Alito told Konrad that the death penalty is constitutional, but opponents are free to try to persuade legislatures to abolish the punishment.

"But until that occurs, is it appropriate for the judiciary to countenance what amounts to a guerilla war against the death penalty which consists of efforts to make it impossible for the states to obtain drugs that could be used to carry out capital punishment with little, if any, pain?" Alito continued.

Konrad told the court that the fact that the unavailability of another most-effective method to the state should not have any bearing on whether the current method is constitutional.

Justice Sonia Sotomayor indicated that she agreed with Konrad. "There are other ways to kill people, regrettably," she said. For example, the state could return to using the firing squad or gas, Sotomayor said.

Chief Justice John Roberts inquired whether Konrad found these other methods more acceptable. "Do you have an instinct about whether or not the gas chamber is preferable to this lethal injection or not," he asked.

Konrad said she did not know enough about the other procedures to make a judgment as to whether they would be constitutional under the Eighth Amendment.

Attorney Patrick Wyrick argued for the state, and told the court that midazolam was routinely used to induce anesthesia, but now propofal is more commonly used because recovery period is much shorter.

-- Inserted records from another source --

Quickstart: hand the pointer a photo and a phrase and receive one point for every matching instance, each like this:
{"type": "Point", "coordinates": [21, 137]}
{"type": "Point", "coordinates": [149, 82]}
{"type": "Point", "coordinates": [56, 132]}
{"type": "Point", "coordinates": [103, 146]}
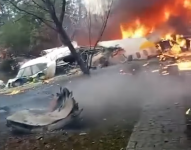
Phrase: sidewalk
{"type": "Point", "coordinates": [161, 127]}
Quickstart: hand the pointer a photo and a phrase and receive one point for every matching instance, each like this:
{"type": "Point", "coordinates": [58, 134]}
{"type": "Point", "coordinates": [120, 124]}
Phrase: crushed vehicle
{"type": "Point", "coordinates": [42, 67]}
{"type": "Point", "coordinates": [37, 68]}
{"type": "Point", "coordinates": [63, 113]}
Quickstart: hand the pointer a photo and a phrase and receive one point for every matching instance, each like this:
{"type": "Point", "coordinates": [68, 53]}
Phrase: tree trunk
{"type": "Point", "coordinates": [65, 39]}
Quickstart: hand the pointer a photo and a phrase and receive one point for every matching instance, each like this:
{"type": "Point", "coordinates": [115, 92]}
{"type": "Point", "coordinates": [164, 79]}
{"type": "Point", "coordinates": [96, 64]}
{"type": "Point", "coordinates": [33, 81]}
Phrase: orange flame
{"type": "Point", "coordinates": [150, 20]}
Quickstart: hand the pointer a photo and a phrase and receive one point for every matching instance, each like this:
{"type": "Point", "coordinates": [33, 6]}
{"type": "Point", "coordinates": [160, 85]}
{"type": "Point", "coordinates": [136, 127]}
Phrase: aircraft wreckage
{"type": "Point", "coordinates": [64, 112]}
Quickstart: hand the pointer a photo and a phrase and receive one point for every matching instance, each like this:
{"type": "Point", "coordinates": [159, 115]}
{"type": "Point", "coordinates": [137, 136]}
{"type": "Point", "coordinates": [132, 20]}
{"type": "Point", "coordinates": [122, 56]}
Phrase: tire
{"type": "Point", "coordinates": [173, 70]}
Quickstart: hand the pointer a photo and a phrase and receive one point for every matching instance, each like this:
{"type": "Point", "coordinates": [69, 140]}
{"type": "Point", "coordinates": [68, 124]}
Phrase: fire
{"type": "Point", "coordinates": [155, 17]}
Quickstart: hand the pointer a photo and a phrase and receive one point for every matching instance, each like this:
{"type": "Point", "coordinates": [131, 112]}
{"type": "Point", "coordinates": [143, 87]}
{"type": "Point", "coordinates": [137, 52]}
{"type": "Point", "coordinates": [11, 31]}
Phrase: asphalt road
{"type": "Point", "coordinates": [105, 95]}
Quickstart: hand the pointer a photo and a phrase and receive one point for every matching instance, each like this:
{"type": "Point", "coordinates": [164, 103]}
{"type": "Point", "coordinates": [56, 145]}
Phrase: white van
{"type": "Point", "coordinates": [33, 68]}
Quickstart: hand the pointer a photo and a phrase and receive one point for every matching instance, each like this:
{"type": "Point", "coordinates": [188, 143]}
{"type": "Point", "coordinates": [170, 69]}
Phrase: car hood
{"type": "Point", "coordinates": [39, 118]}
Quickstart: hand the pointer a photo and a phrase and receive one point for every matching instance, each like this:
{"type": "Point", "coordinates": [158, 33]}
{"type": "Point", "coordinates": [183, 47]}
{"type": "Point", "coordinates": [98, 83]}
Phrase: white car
{"type": "Point", "coordinates": [33, 68]}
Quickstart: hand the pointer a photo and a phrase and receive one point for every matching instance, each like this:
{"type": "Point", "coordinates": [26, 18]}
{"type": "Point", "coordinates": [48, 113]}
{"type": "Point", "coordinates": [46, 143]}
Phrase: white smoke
{"type": "Point", "coordinates": [98, 7]}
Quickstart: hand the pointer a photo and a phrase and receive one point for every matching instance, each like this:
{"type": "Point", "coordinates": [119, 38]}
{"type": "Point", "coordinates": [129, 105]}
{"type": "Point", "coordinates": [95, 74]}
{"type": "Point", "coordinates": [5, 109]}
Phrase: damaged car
{"type": "Point", "coordinates": [64, 112]}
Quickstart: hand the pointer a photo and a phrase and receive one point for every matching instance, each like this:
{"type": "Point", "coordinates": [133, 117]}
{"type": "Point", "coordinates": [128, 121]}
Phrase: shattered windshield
{"type": "Point", "coordinates": [31, 70]}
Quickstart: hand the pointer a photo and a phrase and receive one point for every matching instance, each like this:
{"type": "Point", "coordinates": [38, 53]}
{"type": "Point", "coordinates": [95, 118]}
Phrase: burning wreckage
{"type": "Point", "coordinates": [64, 112]}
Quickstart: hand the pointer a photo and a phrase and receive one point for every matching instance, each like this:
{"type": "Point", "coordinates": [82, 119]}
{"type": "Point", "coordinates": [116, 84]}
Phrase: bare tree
{"type": "Point", "coordinates": [100, 19]}
{"type": "Point", "coordinates": [56, 10]}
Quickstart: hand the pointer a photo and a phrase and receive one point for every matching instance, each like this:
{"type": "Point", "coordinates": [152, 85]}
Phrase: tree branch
{"type": "Point", "coordinates": [29, 13]}
{"type": "Point", "coordinates": [104, 24]}
{"type": "Point", "coordinates": [41, 7]}
{"type": "Point", "coordinates": [63, 11]}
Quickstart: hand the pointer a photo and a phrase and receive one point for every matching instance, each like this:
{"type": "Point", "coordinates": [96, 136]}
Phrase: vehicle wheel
{"type": "Point", "coordinates": [17, 83]}
{"type": "Point", "coordinates": [135, 69]}
{"type": "Point", "coordinates": [173, 70]}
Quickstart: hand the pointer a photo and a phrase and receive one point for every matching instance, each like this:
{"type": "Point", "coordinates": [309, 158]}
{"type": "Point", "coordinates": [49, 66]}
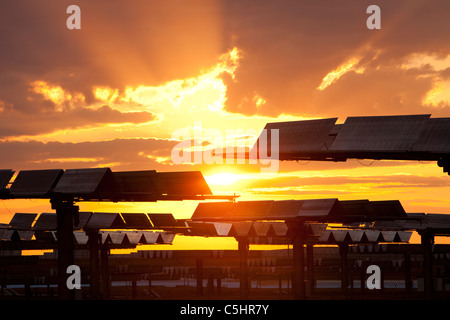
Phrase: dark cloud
{"type": "Point", "coordinates": [121, 154]}
{"type": "Point", "coordinates": [15, 123]}
{"type": "Point", "coordinates": [289, 46]}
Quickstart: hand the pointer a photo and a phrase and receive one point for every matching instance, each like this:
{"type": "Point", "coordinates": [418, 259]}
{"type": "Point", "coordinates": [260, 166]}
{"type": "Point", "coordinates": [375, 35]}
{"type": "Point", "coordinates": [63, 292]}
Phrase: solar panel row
{"type": "Point", "coordinates": [329, 209]}
{"type": "Point", "coordinates": [47, 221]}
{"type": "Point", "coordinates": [102, 183]}
{"type": "Point", "coordinates": [413, 137]}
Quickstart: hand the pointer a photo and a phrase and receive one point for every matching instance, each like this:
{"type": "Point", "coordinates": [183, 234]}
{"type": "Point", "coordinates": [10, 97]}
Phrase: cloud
{"type": "Point", "coordinates": [14, 123]}
{"type": "Point", "coordinates": [120, 154]}
{"type": "Point", "coordinates": [291, 47]}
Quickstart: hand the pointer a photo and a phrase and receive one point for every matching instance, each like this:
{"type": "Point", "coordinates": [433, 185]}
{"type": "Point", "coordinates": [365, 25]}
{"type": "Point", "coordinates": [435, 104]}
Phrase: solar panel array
{"type": "Point", "coordinates": [406, 137]}
{"type": "Point", "coordinates": [25, 226]}
{"type": "Point", "coordinates": [312, 209]}
{"type": "Point", "coordinates": [101, 184]}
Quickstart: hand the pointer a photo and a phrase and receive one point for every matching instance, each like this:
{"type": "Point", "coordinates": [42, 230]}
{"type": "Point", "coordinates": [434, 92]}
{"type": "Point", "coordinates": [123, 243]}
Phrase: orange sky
{"type": "Point", "coordinates": [116, 92]}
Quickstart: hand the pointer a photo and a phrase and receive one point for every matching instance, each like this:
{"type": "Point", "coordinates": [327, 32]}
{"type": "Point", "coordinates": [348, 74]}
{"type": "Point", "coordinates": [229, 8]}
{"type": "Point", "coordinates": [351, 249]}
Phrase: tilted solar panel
{"type": "Point", "coordinates": [35, 182]}
{"type": "Point", "coordinates": [5, 177]}
{"type": "Point", "coordinates": [382, 133]}
{"type": "Point", "coordinates": [435, 137]}
{"type": "Point", "coordinates": [297, 136]}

But Justice Kagan pointed out that, even once a prisoner has been given a lethal dose of anesthetic, "it will take 30 minutes to die."

"In the meantime, the potassium chloride can be wreaking extraordinary pain on the individual," she said.

Potassium chloride is the third drug in the lethal-injection process, and acts to stop the heart.

Kagan noted that people have compared the lethal injection of potassium chloride to being burned alive.

"So suppose that we said, we're going to burn you at the stake, but before we do, we're going to use an anesthetic of completely unknown properties and unknown effects," she said. "Maybe you won't feel it, maybe you will. We just can't tell. And you think that would be OK."

Wyrick responded: "That isn't the world that we live in, and it's certainly not the world that this District Court lived in." He reiterated that the Food and Drug Administration has approved the drug for anesthesia.

But both Justices Steven Breyer and Sotomayor questioned the state-expert's extrapolation that a prisoner would feel no pain while rendered unconscious, especially once injected with highly noxious potassium chloride.

Konrad closed her argument by telling the court again that the state's expert had no support for the testimony he presented, testimony on which the District Court based its decision.

"What this court needs to understand is that giving the drug, even if it could potentially cause a toxic effect, that will not protect against the unconstitutional pain and suffering from the second and third drugs," she said.